After a tough 2008 and 2009, Wall Street and big companies made a strong comeback in 2010. By conventional wisdom, that is a harbinger of a broad, strong recovery. But these are strange times, and we may be seeing the economy of the super-rich finally decoupling from the rest of us.
There is no arguing the boom on Wall Street. The five biggest New York banks set aside $90 billion for year-end bonuses, and bidding wars for spacious next-summer Hampton rentals are hitting $400,000 for the season.
Corporate profits are breaking records. Companies’ third-quarter earnings were $1.66 trillion. Awash in cash, with little to spend it on, they are raising dividends, buying back stock, and looking for acquisitions. All of that further fattens Wall Street’s bottom line.
Caterpillar, or “Big Yellow,” the brawny Peoria machine maker, is a good example. It is a flagship American company, where executives routinely wear American-flag lapel pins. Cat had a tough couple of years, but has recovered brilliantly. For the first nine months of 2010, sales were up about 20 percent, and its profits have nearly tripled.
Now look behind the numbers. Sixty-nine percent of Cat’s sales last year were overseas. Sales are especially booming in Asia and other emerging markets, where they have plenty of dollars and a desperate need for more highways, tunnels, and big sewer systems. Cat does not go into detail about how its products are sourced. But a clue is that half its plant and equipment is also overseas, and the percentage is growing.
There are probably still some very large pieces of equipment that are made only in Peoria, but if Cat is like other big companies, most of what it sells is put together as close to the market as possible. So Cat’s success will have little impact on heartland employment. High profits may ease the hiring reins a little, but the big job bumps will follow the sales.
Cat is a model of the successful American company. We are very good at making the high-end gear that is at the top of most global shopping lists. We excel at big-ticket construction equipment, drilling platforms, airplanes, giant engines, chemical plants. But in the absence of a massive stimulus program to, say, rebuild the American electric-power grid (fat chance!), the customers for those products will not be in America, and neither will the jobs.
The Federal Reserve has been trying to spur the economy by holding interest rates at historic lows. One perverse result has been the emergence of a massive dollar “carry trade.” Big investors, like hedge funds and private-equity funds, borrow dollars in the United States at extremely low rates and invest them in fast-growing emerging markets overseas at boffo returns.
Low interest rates have also triggered a spate of profit-taking at private-equity funds. These are partnerships that purchase solid companies, usually with large amounts of debt, in the hope of taking them public again at a high profit. But now they are extracting profits the easy way. They borrow a billion or so on behalf of one of their portfolio companies and pay it to themselves as a “special dividend.” The company ends up with a lot more debt, which may later require job cuts.
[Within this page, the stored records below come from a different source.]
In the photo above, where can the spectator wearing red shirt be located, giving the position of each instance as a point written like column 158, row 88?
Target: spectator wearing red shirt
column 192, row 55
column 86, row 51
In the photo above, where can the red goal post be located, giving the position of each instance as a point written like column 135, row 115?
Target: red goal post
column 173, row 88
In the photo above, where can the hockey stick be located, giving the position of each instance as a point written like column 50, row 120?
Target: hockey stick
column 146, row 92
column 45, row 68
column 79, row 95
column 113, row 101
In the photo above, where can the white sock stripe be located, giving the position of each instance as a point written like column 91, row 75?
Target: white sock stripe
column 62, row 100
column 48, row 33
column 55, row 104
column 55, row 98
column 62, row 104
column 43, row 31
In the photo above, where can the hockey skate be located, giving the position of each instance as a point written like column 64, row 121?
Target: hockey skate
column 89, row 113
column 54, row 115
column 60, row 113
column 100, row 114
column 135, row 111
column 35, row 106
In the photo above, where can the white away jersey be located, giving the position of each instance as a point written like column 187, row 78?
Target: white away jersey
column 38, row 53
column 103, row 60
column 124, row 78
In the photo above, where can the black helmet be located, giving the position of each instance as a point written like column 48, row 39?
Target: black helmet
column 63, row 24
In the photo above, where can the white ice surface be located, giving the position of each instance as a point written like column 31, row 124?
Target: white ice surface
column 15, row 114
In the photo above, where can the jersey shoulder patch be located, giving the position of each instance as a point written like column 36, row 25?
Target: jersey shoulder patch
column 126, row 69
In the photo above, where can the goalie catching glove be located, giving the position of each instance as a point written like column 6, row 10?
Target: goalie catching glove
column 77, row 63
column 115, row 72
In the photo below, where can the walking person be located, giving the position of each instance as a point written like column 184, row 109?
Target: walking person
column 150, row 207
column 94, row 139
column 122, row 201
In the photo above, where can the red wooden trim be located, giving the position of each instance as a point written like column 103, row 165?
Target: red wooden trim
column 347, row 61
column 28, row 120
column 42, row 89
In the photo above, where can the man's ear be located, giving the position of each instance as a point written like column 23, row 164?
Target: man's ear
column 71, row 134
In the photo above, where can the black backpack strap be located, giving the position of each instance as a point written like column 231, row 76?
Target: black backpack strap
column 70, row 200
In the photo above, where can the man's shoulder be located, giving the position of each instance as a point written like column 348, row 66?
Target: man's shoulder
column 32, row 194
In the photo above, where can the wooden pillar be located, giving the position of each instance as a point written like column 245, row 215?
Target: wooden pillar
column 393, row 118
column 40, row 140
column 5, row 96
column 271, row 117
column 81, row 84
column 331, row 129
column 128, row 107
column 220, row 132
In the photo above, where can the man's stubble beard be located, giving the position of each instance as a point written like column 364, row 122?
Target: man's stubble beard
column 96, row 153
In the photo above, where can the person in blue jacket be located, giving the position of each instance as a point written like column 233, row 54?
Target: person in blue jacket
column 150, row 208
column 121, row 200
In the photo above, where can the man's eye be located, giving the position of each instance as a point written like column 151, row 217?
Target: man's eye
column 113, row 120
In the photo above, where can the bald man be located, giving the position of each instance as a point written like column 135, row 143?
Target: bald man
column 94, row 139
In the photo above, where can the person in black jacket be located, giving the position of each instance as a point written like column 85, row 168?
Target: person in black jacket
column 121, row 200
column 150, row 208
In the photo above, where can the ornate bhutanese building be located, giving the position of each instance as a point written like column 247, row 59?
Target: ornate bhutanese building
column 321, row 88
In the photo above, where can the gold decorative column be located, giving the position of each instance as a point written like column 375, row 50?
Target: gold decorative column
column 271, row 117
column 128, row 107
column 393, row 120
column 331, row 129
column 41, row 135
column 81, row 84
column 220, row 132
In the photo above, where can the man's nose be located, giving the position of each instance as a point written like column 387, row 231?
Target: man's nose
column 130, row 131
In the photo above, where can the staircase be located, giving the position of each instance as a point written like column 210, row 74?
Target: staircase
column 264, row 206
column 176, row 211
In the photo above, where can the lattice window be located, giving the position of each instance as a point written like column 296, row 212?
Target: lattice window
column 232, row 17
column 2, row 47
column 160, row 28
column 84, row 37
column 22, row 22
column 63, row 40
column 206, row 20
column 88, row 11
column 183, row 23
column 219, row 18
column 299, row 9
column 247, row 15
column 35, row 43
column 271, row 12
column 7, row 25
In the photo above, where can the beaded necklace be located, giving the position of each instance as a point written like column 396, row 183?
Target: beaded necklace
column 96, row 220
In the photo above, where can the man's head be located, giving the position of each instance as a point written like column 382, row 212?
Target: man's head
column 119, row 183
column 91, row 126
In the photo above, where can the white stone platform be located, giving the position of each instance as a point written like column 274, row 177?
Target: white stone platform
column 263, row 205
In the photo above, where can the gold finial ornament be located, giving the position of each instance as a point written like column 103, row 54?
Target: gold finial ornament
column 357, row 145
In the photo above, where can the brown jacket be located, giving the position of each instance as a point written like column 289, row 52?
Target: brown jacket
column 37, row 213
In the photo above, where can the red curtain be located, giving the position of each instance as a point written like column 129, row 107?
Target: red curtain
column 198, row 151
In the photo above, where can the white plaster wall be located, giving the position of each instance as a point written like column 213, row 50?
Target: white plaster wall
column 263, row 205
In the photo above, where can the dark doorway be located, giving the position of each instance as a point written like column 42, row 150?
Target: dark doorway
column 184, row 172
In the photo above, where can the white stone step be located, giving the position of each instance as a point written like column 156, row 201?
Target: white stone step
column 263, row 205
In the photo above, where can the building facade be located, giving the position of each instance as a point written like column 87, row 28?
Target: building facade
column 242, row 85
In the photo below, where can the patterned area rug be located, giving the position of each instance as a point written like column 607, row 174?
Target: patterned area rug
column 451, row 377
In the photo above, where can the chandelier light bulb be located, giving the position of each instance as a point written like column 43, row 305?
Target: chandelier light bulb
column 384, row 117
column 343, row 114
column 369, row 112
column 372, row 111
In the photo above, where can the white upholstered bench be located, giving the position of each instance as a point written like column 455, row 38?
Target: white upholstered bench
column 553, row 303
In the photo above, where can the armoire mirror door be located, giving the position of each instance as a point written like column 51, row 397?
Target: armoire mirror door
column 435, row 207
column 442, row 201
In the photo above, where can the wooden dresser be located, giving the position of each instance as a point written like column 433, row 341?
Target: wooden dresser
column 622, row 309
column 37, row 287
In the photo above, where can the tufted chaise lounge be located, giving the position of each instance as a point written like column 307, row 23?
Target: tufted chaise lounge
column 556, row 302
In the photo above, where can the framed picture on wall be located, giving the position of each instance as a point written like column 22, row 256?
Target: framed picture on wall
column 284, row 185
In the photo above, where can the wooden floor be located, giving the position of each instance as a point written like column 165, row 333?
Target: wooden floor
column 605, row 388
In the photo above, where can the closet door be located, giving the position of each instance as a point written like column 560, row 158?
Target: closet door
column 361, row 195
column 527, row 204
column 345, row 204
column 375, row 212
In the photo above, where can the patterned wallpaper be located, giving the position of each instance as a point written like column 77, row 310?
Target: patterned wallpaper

There have been a few wisps of an incipient economic recovery—a tiny uptick in private-sector hiring, better-than-expected early Christmas-shopping results—but they are still tiny. The big shifts in activity have all favored the biggest players, the ones who can sequester acres of money to swing into Brazil, or commodities, or for a grand takeover. That is why Wall Street is wreathed with smiles. The scary thing is that they might be able to stay fat and happy while the rest of America molders in the doldrums.
Former White House Chief of Staff Rahm Emanuel famously said that you should never waste a good crisis. If the effect of this recovery is merely to lock in the position of the top 1 percent, and speed the impoverishment of the middle classes, it will indeed have been a wasted crisis.